The Philippine Congress approves the House Bill 9032, also known as the “Overseas Filipino Workers (OFWs) Remittance Protection Act”, which aims to “mandate banks, money transfer operators and other non-bank financial institutions to cut the money transfer charges by 10 to 50%.”
There are at least 2 million Filipinos working in various countries all over the globe. Majority of them are sending a portion, if not all, of their monthly salaries to their families back in the Philippines.
But the transfer fees can take a huge cut off the OFW’s remittance; the bigger the remittance, the higher the transfer fees. Moreover, aside from the OFWs paying for the transfer fees at the country of origin, many banks in the Philippines also collect “bank-end charges” to every remitter.
Photo credit: iMoney
Fees can vary, depending on factors like the country of origin, the amount the OFW is sending as remittance, and the bank that receives the remittance in the Philippines, but the amount is always a significant deduction from the total remittance the OFW sends to his or her family.

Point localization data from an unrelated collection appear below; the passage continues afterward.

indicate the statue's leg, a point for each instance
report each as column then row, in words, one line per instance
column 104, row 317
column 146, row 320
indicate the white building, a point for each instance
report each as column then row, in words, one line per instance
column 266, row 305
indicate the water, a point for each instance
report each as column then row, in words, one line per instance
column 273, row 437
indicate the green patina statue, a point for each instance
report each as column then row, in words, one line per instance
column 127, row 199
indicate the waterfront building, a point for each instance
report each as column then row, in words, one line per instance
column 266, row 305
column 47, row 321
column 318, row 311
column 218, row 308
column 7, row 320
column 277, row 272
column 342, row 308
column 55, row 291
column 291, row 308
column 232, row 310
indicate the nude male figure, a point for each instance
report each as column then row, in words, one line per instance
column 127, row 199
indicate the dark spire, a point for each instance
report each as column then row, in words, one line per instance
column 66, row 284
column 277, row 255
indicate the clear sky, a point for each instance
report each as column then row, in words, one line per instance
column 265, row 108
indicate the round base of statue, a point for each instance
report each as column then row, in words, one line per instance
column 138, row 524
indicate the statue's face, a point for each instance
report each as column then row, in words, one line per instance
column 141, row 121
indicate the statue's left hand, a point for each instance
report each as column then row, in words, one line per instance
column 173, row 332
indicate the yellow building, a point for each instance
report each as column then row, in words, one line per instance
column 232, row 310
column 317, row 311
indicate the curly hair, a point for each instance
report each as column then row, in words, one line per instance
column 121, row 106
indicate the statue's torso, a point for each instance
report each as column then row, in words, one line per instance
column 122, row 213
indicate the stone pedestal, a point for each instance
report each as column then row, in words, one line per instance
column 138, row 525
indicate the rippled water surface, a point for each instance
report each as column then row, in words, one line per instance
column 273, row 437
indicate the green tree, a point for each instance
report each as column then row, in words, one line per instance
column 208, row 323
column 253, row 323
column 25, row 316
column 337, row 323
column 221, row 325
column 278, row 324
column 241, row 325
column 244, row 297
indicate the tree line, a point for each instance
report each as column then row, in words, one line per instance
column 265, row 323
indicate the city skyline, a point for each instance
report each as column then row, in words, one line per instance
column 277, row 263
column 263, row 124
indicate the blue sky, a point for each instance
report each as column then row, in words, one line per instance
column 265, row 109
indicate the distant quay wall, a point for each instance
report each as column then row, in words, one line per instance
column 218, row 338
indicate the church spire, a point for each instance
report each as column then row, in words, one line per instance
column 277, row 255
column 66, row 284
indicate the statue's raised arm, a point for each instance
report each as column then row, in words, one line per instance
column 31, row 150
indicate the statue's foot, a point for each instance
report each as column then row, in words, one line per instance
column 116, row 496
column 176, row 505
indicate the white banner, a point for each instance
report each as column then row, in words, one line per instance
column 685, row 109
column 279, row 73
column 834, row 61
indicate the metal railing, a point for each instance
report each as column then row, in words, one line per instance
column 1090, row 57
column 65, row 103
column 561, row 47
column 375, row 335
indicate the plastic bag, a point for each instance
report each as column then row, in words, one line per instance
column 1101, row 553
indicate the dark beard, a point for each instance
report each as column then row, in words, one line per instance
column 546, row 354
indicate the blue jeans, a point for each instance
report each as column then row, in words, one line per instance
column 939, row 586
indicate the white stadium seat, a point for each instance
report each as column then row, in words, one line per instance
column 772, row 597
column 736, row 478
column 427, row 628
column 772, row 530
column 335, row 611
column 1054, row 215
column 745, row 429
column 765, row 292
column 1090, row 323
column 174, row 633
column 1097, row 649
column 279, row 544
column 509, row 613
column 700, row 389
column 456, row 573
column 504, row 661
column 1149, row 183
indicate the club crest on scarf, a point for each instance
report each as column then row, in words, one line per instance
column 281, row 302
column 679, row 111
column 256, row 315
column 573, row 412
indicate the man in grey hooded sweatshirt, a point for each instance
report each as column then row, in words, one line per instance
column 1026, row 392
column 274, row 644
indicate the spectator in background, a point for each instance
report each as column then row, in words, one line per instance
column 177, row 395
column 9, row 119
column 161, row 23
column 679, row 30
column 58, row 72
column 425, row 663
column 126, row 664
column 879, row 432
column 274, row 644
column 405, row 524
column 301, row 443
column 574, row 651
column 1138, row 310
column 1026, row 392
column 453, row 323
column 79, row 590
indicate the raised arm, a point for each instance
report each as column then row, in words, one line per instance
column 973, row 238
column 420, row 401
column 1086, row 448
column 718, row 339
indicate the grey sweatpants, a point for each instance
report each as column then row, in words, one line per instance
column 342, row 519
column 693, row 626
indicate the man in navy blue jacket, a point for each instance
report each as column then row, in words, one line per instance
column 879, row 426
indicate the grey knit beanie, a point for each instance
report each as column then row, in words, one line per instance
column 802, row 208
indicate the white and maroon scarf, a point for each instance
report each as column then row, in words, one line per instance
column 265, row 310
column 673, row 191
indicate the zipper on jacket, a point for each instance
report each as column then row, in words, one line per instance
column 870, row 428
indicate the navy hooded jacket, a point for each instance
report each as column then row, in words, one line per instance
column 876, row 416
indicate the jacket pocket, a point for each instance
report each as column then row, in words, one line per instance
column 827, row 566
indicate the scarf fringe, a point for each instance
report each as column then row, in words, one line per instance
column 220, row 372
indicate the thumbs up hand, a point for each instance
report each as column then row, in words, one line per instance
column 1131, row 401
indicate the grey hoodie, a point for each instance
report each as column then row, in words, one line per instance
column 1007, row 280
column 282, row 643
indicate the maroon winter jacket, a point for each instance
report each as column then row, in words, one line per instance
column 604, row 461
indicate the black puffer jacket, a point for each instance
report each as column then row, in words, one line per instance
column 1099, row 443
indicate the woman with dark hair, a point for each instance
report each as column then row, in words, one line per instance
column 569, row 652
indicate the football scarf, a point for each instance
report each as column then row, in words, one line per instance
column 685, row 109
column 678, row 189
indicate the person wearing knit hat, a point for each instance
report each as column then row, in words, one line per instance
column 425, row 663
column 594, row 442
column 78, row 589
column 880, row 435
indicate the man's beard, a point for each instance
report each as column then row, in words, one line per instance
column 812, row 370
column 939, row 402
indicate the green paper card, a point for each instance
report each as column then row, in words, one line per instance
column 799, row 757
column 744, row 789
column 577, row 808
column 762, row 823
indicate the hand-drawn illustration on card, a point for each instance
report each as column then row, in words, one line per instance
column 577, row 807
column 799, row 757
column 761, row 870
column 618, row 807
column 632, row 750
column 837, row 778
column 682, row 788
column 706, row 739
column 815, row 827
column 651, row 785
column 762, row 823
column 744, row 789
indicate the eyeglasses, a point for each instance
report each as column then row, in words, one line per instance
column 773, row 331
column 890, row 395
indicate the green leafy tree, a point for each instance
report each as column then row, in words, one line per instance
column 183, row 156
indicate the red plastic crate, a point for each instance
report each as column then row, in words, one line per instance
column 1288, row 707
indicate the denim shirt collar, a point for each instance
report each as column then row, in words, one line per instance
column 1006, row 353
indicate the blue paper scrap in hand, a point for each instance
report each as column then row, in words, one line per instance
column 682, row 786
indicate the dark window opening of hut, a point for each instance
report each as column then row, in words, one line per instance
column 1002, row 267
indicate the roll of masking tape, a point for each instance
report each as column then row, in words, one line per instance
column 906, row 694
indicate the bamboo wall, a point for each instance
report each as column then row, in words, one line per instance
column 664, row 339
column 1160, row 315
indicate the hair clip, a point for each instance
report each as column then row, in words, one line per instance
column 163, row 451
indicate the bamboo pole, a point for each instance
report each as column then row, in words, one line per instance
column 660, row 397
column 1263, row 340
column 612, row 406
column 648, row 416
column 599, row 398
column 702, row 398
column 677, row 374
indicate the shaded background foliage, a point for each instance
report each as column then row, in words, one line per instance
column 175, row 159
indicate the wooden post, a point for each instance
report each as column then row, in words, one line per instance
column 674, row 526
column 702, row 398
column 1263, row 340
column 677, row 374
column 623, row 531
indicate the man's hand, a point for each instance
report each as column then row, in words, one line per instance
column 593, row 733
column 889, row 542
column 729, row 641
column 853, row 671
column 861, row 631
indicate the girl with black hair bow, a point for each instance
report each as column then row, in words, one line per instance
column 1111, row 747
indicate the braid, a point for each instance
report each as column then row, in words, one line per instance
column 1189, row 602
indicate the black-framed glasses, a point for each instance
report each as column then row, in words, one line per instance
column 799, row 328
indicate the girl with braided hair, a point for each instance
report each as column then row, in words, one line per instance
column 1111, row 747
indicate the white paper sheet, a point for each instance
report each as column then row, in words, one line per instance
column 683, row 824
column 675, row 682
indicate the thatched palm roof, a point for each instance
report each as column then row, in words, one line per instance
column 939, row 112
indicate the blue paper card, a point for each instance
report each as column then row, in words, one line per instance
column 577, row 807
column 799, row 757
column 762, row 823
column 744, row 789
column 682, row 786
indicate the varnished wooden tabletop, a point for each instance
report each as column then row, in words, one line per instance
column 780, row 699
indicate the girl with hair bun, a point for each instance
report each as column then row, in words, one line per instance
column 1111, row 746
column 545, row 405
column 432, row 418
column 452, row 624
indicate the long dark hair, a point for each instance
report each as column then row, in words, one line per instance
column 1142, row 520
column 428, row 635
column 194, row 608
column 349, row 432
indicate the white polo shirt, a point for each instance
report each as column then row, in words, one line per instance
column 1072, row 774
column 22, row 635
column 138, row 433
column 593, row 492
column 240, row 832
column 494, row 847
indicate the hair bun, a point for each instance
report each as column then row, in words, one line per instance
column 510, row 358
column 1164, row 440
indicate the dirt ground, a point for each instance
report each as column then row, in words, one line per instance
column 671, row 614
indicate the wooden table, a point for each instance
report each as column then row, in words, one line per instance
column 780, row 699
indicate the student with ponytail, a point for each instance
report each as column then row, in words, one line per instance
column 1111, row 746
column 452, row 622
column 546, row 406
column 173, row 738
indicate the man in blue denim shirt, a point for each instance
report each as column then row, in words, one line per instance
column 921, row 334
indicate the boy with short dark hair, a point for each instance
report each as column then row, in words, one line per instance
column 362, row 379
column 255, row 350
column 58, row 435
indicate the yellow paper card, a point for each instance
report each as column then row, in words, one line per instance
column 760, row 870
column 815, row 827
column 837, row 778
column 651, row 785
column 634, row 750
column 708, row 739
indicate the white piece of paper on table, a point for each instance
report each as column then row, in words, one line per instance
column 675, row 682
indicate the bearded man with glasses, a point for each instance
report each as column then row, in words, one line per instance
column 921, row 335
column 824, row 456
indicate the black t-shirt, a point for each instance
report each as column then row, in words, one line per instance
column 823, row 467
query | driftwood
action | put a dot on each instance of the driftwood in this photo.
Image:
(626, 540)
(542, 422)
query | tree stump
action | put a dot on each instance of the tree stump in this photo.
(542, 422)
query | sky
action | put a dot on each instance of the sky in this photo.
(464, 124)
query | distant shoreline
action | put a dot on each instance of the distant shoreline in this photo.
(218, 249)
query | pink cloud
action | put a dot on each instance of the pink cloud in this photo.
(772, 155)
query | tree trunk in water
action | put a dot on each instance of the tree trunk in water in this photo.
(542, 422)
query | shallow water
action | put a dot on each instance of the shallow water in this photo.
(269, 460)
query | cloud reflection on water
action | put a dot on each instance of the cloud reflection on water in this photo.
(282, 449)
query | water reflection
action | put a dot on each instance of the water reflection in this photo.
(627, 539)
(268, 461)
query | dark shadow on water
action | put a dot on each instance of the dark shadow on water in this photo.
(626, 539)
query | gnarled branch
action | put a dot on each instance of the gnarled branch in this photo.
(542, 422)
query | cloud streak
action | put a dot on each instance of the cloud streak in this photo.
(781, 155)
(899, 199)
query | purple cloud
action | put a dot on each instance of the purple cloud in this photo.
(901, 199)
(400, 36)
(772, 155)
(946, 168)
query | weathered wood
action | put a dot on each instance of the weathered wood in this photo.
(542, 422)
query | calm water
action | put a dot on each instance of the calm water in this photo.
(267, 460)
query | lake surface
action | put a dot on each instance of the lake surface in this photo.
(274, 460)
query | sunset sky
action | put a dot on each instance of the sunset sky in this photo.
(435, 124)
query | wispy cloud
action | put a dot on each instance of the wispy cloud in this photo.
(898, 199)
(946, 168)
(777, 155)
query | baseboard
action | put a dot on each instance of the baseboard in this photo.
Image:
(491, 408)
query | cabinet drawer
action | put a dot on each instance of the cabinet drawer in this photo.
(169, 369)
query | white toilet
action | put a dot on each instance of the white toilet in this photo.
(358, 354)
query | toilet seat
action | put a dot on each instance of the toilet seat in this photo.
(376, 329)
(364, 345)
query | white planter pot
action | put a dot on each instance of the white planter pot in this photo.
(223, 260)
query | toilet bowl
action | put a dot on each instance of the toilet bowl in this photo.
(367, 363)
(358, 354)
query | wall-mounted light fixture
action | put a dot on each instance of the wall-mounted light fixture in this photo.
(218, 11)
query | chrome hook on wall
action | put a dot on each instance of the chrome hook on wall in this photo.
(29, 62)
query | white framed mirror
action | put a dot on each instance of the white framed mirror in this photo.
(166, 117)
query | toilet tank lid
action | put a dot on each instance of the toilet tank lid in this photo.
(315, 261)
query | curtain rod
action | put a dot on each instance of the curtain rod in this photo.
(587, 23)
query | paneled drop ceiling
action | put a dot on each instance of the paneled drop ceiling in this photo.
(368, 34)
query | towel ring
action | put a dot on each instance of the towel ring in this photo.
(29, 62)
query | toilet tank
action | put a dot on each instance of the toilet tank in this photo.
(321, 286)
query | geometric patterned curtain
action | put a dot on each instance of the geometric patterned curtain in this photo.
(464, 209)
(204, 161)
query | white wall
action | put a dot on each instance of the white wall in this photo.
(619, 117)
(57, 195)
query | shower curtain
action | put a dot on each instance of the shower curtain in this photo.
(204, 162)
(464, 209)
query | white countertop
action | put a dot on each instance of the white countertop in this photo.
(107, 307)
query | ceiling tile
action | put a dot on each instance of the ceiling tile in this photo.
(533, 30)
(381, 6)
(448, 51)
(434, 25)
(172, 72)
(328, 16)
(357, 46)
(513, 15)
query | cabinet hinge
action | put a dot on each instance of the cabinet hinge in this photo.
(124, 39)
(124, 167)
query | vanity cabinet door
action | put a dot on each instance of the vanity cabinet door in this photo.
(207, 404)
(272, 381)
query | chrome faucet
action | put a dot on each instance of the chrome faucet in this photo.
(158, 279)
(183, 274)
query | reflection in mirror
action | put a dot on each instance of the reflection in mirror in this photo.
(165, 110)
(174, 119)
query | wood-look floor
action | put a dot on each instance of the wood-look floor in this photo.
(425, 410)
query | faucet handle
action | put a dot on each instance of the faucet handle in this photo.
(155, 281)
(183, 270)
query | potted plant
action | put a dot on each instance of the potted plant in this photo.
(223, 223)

For example, in the United Arab Emirates (UAE), OFWs pay an average of Dh23.50 (Php335) per $200 (Php10,400) sent to the Philippines. The transfer fees obviously go up as the remittance amount increases.
Of course, this amount is just an estimate as the fees do vary depending on the money transfer service provider; some offer as low as Dh6.90 (Php100) to as high as Dh50 (Php710).
Then, Philippine banks charge Php100 pesos (Dh7) as “back-end charge” to every remitter.
Photo credit: Cebuana Lhuiller
Thanks to House Bill 9032, money transfer services to OFWs will have to lower their transfer fees. This bill was passed to ensure that the beneficiaries in the Philippines receive more of the remitted funds instead of the financial institutions getting a big cut from the amount.
The approved legislation also stipulates that the service providers are not allowed to increase their charges without prior consultation with these Philippine government agencies: the Philippine Overseas Employment Administration (POEA), the Department of Finance (DOF), and the Bangko Sentral ng Pilipinas (BSP).
As incentive for providing discounts to OFWs, these business and financial institutions could get a refund from the government in the form of a tax deduction, the amount of which is based on the cost of services the institution has rendered to OFWs.